Ombre e Nebbia è uno dei film meno noti di Allen, ma sicuramente uno dei più riusciti. Esperimento molto felice di riadattamento di alcuni canoni cinematografici, letterari, musicali e teatrali dell'arte europea, è essenzialmente un tributo del regista newyorkese ad alcune sue influenze culturali e ad alcune sue ossessioni. Al suo amore per l'Europa.
Il film è in sostanza una gothic comedy molto dark, ma che mantiene irresistibili elementi di comicità. Woody Allen è un novello Kafka che si aggira tra le strade nebbiose di una città mitteleuropea all'inizio del secolo scorso, una città che potrebbe essere benissimo Praga.
Tuttavia, la trama è per lo più un pretesto, anche se per nulla banale, un pretesto per far interagire in modo geniale le sue passioni. Si parte fin da subito con la colonna sonora presa dalle musiche di Kurt Weill, ha, poi, in Fritz Lang con il suo "M - Il mostro di Dusseldorf", la sua ispirazione più evidente, per poi passare di volta in volta a tutta una serie di citazioni, ma non in maniera schematica, bensì miscelando sapientemente le dosi.
Richiami che è assai divertente riuscire a individuare e che, nella loro molteplicità, rispondono ad un gioco raffinato che Allen fa con se stesso e con i suoi spettatori. Ne cito alcuni, ma credo che siano solo una parte di quelli che mi è parso di rintracciare.

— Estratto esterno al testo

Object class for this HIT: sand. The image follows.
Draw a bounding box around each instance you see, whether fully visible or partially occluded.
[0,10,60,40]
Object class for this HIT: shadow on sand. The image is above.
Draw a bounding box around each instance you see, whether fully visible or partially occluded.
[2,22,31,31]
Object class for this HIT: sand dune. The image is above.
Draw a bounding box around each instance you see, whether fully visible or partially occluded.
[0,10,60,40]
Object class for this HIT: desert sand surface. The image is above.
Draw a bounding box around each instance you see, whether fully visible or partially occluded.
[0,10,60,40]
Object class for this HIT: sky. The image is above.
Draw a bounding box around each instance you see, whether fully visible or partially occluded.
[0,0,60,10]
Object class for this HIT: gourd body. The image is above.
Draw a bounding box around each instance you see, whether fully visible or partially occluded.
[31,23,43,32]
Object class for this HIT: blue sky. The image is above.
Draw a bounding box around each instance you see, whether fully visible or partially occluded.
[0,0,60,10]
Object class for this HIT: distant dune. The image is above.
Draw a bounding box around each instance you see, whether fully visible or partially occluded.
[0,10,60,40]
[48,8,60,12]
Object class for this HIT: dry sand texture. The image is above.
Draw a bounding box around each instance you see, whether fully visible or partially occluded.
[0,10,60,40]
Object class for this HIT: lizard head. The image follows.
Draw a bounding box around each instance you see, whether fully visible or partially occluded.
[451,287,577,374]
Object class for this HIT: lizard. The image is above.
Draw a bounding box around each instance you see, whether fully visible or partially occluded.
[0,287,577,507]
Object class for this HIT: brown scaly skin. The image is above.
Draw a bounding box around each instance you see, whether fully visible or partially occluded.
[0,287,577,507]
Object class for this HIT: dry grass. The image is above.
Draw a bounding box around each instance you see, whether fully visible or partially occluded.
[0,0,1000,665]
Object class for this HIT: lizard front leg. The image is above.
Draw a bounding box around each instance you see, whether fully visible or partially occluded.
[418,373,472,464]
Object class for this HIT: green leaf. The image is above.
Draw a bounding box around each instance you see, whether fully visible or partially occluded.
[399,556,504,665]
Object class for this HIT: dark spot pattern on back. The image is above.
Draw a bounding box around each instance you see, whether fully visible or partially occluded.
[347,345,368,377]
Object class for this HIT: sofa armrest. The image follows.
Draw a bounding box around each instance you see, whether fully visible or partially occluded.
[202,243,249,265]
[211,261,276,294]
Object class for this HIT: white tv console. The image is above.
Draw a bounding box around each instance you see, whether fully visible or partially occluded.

Oltre ai già citati Weill e Lang, Allen omaggia il cinema di Ingmar Bergman e di Federico Fellini, il teatro di Bertolt Brecht, le opere di Franz Kafka, di Meyrink con il suo "Golem", l'espressionismo cinematografico tedesco e russo.
Il bianco e nero, neanche a dirlo, è assolutamente d'obbligo e si integra perfettamente con le ombre e la nebbia che caratterizzano buona parte del film, inserendo qui anche un altro omaggio: quello al cinema come illusione, come realtà in continuo mutamento, dove tutto sfugge e tutto è sogno, arrivando ad infrangersi nello specchio di un illusionista.
Allen, inoltre, si avvale di un cast stellare, che però tiene imbrigliato nell'economia del film, riplasmando gli attori secondo la sua particolare visione, ed evitando accuratamente che si lascino andare a eccessi recitativi sopra le righe e ad atteggiamenti istrionici, basti guardare alla misurata ed eccellente interpretazione di John Malkovich.
Una prova d'accademia di un grande maestro, che andrebbe vista e rivista più volte per avere ben presente cosa vuol dire fare cinema.